Türkiye aims for technical co-op with Panama on huge waterway project
Türkiye, under a new agreement, is aiming for technical and administrative cooperation with Panama for the country’s huge waterway project, Kanal Istanbul, Deputy Foreign Minister Faruk Kaymakcı said
Kaymakçı said at the last meeting of the Foreign Affairs Committee of the Grand National Assembly of Türkiye that the maritime agreement with Panama was ratified.
The agreement also aimed to increase maritime trade between the two countries.
Expressing that they think the agreement will provide a solid foundation for relations in the maritime field, Kaymakcı said, “With the agreement, the regulation of bilateral relations in the maritime field, the development of bilateral cooperation within the scope of equality, mutual benefit and assistance, increasing navigational safety and security, increasing maritime trade between the two countries and reducing bureaucratic obstacles were the focus.”
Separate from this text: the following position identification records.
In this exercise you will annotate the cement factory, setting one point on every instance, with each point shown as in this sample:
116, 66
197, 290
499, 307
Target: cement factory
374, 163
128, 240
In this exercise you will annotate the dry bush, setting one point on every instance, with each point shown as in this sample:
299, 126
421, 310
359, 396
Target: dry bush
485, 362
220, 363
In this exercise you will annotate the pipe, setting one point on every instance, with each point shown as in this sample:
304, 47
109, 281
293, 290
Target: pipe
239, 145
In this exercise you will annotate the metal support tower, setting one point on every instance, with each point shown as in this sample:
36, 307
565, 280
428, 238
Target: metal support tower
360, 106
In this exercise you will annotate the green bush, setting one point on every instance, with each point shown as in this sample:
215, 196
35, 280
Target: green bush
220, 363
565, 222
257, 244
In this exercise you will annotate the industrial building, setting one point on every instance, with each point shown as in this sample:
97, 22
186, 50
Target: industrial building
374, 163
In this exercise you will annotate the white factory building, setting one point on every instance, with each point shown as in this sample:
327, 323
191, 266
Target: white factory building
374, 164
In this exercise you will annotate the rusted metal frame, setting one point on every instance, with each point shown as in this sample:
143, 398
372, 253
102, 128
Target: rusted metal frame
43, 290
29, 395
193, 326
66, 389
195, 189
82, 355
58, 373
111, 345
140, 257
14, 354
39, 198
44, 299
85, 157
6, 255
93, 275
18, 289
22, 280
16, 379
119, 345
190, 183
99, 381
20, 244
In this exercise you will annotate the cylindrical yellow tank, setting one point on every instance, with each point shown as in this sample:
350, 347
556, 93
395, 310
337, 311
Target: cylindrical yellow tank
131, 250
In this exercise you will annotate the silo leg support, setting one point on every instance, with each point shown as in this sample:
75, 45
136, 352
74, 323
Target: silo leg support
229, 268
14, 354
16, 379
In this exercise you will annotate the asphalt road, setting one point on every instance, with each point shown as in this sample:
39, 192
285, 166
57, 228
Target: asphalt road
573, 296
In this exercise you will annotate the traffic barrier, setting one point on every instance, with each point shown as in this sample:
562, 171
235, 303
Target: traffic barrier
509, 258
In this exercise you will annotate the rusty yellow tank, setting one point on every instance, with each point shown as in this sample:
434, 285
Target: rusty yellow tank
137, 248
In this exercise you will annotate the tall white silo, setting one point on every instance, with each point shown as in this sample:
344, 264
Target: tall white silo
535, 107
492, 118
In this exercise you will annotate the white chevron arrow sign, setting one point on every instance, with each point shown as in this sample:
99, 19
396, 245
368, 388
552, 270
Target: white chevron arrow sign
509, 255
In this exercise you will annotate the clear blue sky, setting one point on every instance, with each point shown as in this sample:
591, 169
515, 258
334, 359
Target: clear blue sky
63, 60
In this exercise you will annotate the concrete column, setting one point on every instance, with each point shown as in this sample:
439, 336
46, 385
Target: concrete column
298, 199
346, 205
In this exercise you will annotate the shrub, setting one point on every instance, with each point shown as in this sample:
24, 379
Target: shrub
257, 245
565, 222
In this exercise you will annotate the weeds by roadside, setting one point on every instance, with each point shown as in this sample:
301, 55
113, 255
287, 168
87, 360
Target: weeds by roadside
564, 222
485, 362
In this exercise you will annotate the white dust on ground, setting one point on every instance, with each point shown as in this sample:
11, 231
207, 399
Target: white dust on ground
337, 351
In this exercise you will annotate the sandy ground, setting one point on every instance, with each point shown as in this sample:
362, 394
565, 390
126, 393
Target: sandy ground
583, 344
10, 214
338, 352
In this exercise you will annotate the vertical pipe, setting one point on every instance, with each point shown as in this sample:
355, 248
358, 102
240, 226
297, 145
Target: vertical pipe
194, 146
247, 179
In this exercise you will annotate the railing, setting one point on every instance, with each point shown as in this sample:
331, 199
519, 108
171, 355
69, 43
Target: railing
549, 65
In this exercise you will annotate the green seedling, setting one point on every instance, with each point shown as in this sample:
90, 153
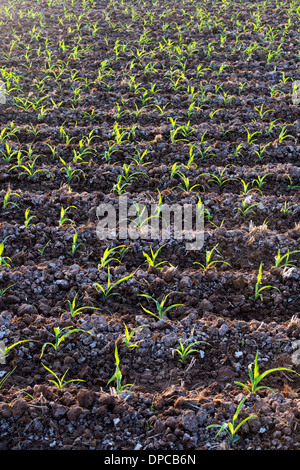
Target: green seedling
75, 311
256, 377
107, 292
60, 336
246, 190
28, 218
160, 306
261, 112
259, 288
118, 375
75, 245
232, 427
106, 258
151, 260
186, 351
7, 202
44, 247
63, 219
208, 261
59, 383
286, 209
128, 335
282, 261
6, 377
4, 351
4, 260
245, 210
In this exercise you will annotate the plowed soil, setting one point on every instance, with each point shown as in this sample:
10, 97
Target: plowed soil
215, 68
He said they aim to minimize or completely remove the environmental damage of maritime transport, to mutually recognize seafarer certificates, to create a basic text for legal disputes in the field of maritime and to increase coordination in the field of maritime trade.
Expressing that the Panama Canal comes to mind when Panama is mentioned, Kaymakcı said, “I don’t think there will be any harm in seeing and sharing Panama’s experience and technical knowledge on this subject.”
Noting that Panama, where 7,980 ships are registered, has the world’s largest ship registration system, Kaymakcı said: “Panama is a country that has a weight in the International Maritime Organization. The Panamanian fleet constitutes 12% of the international maritime industry.”
Championed by President Recep Tayyip Erdoğan and revealed in 2011, Kanal Istanbul is one of Türkiye’s most strategic megaprojects.
It is set to relieve congestion and improve safety on the Bosporus by diverting large ships with dangerous cargo away from population centers.
The canal will connect the Black Sea north of Istanbul to the Marmara Sea to the south, is designed as an alternative global shipping lane, and is estimated to cost around TL 75 billion ($9.2 billion).
The government says it will ease shipping traffic on the Bosporus, one of the world’s busiest maritime passages and prevent accidents similar to that of Egypt’s Suez Canal, where a giant container ship became lodged and blocked the channel for almost a week.
The 45-kilometer (28-mile) canal, which will be built in Istanbul’s Küçükçekmece-Sazlıdere-Durusu corridor, will boast a capacity of 160 vessels a day and is expected to create significant economic value by reducing transit periods and costs, in addition to passage fees.